Ein Trainer oder Manager kann zwar von oben Direktiven geben, aber die Mannschaft muss die auch verinnerlichen. Wir Spieler wissen sehr gut, dass wir daran arbeiten müssen.

Warum glauben Sie, dass es dieses Jahr besser läuft?


Wichtig ist, dass wir im Team die Probleme angesprochen haben und offener aufeinander zugehen. Ob wir es über eine ganze Saison schaffen, den Teamgeist zu erhalten, wird sich zeigen.

Mit anderen Worten: Wenn die Ergebnisse nicht so sind wie erwartet, könnte es schnell wieder problematisch werden auf Schalke.

Deshalb müssen wir permanent daran arbeiten, uns noch besser kennen zu lernen, damit jeder weiß, wie sein Mitspieler tickt – auch wenn der Erfolg zeitweise mal ausbleibt.

Wie fügen sich die Neueinkäufe in das neue Schalker Kommunikationsmodell?

Gut. Bei Halil (Altintop, d. Red.) ist das kein Problem, sein Gegenstück Hamit kennen wir hier in Schalke ja schon. Und Peter und Matze (Lövenkrands und Abel, d. Red) scheinen auch umgängliche Typen zu sein. Außerdem bringen die jungen Spieler aus der A-Jugend einen frischen Wind rein, der dem Team gut tut.

Zurück zur Musik.

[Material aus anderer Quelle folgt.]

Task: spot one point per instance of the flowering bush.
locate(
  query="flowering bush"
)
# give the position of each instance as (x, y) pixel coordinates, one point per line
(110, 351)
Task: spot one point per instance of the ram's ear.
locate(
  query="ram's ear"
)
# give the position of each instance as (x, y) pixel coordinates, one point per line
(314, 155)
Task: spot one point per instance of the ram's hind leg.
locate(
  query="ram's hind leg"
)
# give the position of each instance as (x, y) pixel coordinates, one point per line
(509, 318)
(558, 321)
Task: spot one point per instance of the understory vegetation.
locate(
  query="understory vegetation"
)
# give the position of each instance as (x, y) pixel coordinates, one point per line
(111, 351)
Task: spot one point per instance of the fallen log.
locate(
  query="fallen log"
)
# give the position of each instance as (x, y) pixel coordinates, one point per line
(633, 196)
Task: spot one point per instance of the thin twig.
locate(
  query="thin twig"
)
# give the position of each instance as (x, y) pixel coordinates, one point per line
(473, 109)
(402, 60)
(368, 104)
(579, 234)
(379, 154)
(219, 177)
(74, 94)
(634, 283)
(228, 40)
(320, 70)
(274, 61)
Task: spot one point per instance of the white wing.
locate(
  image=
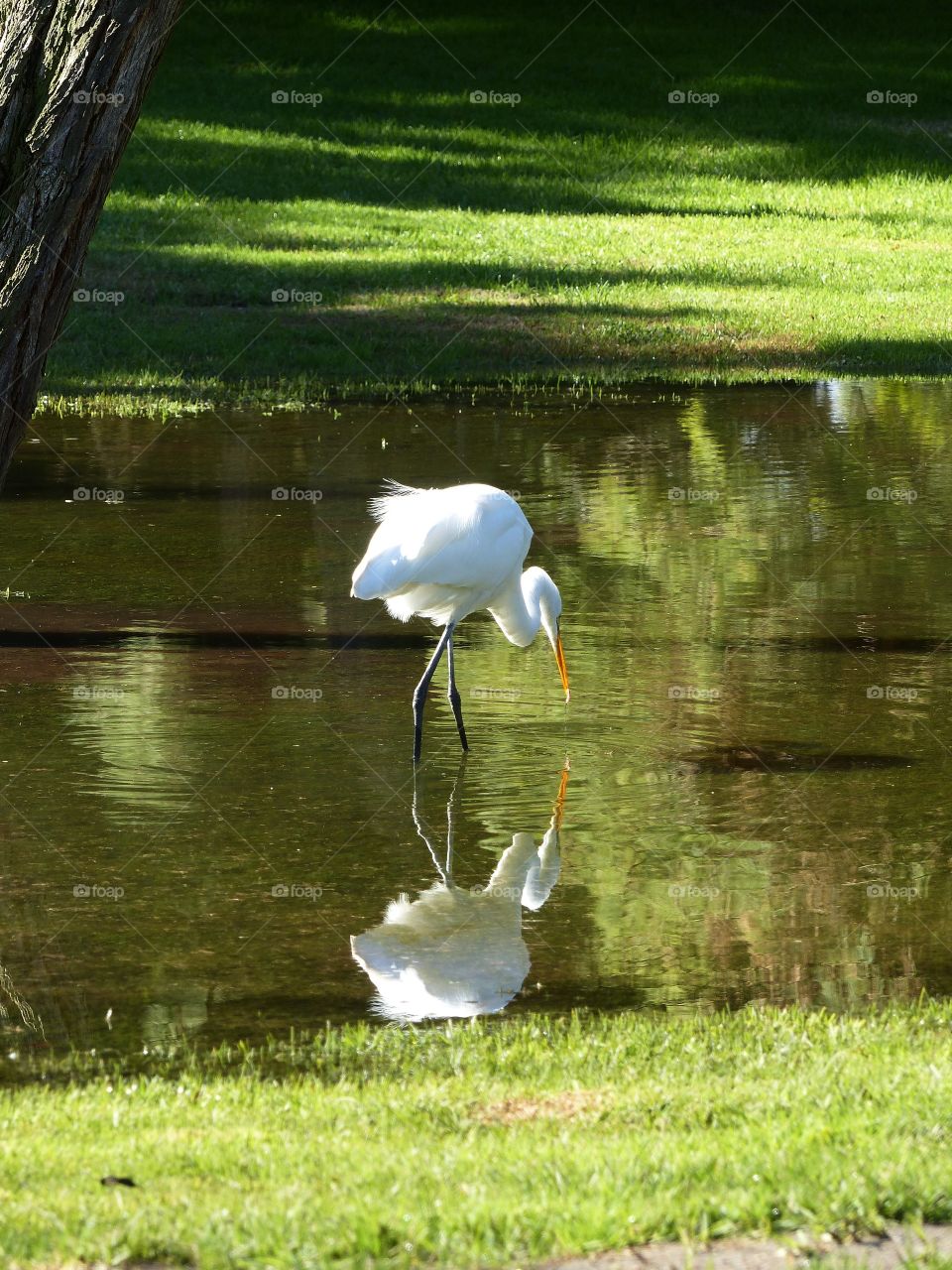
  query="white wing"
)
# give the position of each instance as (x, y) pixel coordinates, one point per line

Haben Sie selbst mal ein Instrument gespielt?

Nein, aber ich hätte gerne Klavier gelernt.

Warum Klavier?

Weil es ein Melodieinstrument ist, auf dem man mit einfachen Mitteln einen großen Effekt erzielt.

Dabei sind Sie auf dem Platz eher der Bass-Typ: Sie wirken im Hintergrund, treiben das Spiel im Ganzen nach vorne und schließen Lücken, wo sie sich auftun.

Interessante Ansicht, da ist was dran. Darüber habe ich mir noch nie Gedanken gemacht.